Logic dictates that if there were one career in which you should expect to find Christians aplenty, then surely the medical profession must be it. Learning to heal the sick and tend to the dying has to be the simplest, most obvious way of answering Christ’s call.

So is extraordinary that the concept of prejudice against any Christian within the caring professions should be a worry for Catholic medical students. Yet it is clearly what most worries them. Another student asked, “Have you ever been tempted to do something which went against your faith and ethics but which you knew would further your career?”
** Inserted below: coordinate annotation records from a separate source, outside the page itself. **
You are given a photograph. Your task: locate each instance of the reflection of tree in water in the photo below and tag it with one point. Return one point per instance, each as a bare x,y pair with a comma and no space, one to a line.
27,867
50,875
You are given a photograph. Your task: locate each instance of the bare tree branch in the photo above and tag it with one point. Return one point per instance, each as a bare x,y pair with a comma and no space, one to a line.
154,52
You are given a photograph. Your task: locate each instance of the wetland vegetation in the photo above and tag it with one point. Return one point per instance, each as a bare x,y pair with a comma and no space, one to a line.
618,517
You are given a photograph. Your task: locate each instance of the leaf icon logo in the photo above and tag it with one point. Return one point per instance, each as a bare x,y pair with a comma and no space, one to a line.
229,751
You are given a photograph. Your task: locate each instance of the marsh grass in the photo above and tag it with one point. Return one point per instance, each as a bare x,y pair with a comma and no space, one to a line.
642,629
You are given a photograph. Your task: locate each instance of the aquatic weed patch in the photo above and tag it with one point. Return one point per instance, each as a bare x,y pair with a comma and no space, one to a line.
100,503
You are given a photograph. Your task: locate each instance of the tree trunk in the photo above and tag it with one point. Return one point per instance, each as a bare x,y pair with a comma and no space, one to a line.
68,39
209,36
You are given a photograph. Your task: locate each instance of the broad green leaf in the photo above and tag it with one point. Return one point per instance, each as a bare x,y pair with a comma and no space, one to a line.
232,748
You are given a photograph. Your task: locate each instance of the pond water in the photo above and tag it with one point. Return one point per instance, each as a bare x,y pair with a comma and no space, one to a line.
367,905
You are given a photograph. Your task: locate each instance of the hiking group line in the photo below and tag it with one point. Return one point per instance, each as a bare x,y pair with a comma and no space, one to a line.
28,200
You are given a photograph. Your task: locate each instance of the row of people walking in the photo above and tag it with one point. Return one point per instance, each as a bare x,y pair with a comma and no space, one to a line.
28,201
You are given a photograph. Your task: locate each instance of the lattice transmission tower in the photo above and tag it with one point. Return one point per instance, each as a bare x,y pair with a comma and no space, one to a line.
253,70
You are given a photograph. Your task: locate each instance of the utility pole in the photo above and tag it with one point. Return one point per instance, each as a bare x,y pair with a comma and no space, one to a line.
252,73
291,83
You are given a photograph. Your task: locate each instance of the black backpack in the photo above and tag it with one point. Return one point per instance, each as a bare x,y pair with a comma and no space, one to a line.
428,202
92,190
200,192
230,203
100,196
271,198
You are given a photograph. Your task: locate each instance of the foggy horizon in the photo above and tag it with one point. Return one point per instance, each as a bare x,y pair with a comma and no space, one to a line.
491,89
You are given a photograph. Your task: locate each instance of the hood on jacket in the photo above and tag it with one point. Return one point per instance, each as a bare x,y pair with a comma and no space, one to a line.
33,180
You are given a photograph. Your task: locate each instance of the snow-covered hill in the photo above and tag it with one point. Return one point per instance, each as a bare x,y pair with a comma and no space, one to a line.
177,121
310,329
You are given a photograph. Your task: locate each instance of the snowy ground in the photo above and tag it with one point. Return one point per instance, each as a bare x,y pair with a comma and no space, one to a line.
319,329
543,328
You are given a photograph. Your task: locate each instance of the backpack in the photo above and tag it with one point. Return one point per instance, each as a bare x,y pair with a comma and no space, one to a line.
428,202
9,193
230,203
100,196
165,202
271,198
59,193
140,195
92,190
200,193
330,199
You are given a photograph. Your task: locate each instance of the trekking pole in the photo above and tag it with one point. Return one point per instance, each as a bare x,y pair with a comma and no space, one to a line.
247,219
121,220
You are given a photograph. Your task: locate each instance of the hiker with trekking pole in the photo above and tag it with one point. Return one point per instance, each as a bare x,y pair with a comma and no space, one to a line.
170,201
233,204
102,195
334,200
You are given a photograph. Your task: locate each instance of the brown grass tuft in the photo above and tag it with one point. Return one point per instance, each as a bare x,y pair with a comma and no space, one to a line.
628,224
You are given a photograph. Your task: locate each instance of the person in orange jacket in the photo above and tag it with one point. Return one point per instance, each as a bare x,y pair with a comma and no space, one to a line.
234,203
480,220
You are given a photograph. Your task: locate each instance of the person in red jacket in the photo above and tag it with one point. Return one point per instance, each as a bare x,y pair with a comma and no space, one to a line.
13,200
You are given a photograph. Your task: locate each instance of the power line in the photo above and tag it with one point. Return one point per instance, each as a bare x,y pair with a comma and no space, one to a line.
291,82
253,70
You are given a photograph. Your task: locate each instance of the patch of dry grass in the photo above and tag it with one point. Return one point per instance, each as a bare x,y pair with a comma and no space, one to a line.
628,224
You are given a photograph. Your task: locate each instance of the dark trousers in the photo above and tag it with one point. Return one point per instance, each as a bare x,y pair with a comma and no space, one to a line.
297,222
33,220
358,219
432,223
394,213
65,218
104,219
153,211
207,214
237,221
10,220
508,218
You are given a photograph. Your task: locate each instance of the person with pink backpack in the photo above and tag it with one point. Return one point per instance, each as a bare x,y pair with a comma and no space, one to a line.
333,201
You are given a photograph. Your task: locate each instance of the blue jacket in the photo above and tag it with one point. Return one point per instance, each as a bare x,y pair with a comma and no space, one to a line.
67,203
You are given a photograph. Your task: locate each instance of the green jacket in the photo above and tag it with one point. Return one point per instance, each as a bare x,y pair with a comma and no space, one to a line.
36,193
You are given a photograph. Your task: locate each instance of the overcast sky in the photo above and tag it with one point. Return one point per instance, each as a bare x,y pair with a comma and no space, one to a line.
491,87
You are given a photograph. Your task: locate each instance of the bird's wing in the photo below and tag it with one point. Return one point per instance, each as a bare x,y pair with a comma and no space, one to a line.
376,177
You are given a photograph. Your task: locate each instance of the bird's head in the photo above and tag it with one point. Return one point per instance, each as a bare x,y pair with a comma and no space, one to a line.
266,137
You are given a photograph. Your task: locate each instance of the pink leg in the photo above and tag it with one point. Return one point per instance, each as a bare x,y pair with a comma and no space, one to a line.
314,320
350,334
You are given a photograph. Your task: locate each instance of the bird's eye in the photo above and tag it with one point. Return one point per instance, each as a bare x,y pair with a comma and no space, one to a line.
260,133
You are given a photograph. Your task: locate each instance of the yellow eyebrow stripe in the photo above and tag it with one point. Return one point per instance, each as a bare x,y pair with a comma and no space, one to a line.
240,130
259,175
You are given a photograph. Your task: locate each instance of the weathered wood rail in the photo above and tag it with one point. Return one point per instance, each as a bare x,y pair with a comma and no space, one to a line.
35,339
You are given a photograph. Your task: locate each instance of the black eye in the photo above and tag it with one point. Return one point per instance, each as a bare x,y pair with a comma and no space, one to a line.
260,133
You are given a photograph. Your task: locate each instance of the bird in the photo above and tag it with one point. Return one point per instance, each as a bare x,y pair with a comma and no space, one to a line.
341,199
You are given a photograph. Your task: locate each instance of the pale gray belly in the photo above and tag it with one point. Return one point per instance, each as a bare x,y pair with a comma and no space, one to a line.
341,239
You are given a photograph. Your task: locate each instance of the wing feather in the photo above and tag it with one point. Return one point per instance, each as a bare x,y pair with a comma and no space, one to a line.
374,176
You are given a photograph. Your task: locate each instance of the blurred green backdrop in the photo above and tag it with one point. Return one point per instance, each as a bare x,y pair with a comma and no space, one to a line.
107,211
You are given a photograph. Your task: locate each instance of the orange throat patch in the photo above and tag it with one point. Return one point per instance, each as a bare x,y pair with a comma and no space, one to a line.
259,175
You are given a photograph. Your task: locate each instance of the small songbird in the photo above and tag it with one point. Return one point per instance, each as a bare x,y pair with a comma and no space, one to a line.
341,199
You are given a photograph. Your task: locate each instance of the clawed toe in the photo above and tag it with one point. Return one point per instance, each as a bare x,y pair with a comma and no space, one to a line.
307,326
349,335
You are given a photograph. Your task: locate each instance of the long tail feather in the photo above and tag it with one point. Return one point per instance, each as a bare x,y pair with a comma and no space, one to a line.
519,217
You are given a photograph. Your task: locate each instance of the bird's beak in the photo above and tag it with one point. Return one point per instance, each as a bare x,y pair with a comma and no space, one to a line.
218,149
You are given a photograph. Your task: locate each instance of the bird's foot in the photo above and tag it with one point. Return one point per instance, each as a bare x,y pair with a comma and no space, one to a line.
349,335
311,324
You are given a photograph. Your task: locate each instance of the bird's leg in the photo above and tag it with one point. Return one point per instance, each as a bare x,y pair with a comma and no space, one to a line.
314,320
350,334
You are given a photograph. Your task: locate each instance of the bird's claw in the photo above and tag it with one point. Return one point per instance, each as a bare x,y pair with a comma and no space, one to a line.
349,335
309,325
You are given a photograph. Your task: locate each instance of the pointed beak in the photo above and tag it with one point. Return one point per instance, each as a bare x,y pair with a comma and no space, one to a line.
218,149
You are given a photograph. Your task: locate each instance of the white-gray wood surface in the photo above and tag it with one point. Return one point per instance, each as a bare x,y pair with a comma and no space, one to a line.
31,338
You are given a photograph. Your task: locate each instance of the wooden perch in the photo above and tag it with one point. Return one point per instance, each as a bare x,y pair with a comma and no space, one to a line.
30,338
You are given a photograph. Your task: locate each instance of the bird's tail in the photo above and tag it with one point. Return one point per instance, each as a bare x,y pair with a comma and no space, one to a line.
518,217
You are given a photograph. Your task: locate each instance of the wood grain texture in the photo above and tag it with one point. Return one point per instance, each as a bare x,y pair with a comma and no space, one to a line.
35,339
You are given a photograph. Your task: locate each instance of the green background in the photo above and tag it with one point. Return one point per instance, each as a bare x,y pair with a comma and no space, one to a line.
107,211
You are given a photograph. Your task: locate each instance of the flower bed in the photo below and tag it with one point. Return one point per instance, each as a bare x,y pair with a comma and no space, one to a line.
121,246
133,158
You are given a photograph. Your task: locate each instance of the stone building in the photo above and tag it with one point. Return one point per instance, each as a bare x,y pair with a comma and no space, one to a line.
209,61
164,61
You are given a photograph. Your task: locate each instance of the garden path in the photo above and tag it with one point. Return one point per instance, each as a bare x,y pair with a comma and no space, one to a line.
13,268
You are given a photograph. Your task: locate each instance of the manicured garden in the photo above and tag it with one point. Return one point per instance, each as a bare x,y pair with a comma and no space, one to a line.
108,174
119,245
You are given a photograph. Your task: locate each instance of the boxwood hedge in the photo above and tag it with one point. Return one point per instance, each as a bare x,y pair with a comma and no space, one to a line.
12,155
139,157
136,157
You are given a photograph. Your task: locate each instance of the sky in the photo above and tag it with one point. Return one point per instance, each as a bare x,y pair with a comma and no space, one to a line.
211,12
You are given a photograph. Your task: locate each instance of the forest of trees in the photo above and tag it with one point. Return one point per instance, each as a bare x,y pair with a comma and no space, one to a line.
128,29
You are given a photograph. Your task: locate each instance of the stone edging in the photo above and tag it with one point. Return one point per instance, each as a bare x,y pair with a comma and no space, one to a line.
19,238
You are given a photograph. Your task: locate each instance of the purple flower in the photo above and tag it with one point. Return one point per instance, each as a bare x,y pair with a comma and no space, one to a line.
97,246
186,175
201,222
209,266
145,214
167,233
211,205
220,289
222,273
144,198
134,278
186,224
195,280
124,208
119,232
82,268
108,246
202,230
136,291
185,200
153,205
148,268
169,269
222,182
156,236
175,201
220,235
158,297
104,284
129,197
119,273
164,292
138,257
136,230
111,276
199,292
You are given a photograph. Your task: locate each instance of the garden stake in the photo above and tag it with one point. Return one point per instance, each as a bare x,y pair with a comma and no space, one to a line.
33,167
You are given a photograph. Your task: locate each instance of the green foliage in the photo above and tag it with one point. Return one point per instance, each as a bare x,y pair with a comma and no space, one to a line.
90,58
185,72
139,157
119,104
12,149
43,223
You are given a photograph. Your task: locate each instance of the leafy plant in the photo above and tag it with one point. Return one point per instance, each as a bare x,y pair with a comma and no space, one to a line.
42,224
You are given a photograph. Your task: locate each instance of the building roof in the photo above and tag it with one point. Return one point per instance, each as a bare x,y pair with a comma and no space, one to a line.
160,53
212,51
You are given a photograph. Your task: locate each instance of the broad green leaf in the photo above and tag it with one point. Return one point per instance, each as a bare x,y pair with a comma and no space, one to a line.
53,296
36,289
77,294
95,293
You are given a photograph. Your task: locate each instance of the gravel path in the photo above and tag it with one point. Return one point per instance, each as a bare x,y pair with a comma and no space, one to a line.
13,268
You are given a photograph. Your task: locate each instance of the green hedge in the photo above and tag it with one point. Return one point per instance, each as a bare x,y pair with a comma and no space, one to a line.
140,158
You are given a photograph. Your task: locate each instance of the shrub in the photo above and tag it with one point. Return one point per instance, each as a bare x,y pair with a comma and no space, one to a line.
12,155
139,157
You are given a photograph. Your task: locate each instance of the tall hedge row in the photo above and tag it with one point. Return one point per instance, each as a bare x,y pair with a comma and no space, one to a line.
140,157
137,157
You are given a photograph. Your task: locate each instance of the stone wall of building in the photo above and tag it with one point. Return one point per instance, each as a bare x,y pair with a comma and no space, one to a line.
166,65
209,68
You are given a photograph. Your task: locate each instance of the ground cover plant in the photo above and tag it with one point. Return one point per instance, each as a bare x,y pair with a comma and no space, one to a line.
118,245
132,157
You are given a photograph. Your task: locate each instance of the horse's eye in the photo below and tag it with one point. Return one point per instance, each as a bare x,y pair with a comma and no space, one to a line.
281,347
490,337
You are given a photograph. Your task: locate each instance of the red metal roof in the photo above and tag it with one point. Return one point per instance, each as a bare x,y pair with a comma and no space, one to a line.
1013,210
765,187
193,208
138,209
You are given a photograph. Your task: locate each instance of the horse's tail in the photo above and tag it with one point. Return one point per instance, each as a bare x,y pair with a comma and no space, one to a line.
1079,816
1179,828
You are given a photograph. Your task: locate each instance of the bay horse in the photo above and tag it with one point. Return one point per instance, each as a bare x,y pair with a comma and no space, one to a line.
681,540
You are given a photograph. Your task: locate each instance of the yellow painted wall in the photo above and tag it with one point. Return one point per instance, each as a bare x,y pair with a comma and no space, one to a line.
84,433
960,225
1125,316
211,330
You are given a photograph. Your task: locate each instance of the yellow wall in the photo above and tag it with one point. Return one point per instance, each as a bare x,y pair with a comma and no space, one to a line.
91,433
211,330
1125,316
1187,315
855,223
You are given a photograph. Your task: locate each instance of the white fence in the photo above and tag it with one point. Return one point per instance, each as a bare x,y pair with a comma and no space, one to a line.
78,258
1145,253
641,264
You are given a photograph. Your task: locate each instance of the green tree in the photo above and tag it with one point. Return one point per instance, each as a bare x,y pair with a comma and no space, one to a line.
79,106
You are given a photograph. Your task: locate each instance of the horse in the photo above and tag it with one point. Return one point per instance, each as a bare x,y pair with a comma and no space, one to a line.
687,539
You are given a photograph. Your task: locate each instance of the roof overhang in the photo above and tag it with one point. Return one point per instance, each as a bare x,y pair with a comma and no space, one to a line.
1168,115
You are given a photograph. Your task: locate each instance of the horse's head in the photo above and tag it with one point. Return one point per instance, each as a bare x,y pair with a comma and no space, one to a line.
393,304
The assumption was that being a Christian, in particular a Catholic, is in some way going against the grain of medical life. Either you are going to encounter prejudice at the best, or find your faith at odds with what your superiors expect you to do. And that is a terrible indictment of the way in which we regard doctors.

I realised that my own particular totally irrational bias against obstetricians is probably an offshoot of this: we no longer think of doctors as experts who trust and respect the human body, rather as interfering busybodies who want to “play God”. It seems we need more doctors who are Catholics, and more Catholic doctors such as Dr Howard, with the confidence to speak up for their convictions.

As for Dr Howard’s story: well, he was accepted by another college – and he discovered years later that his rejection “on grounds of his faith” had become common knowledge – not to his shame, but, it turned out, to the eternal shame of the college which rejected him.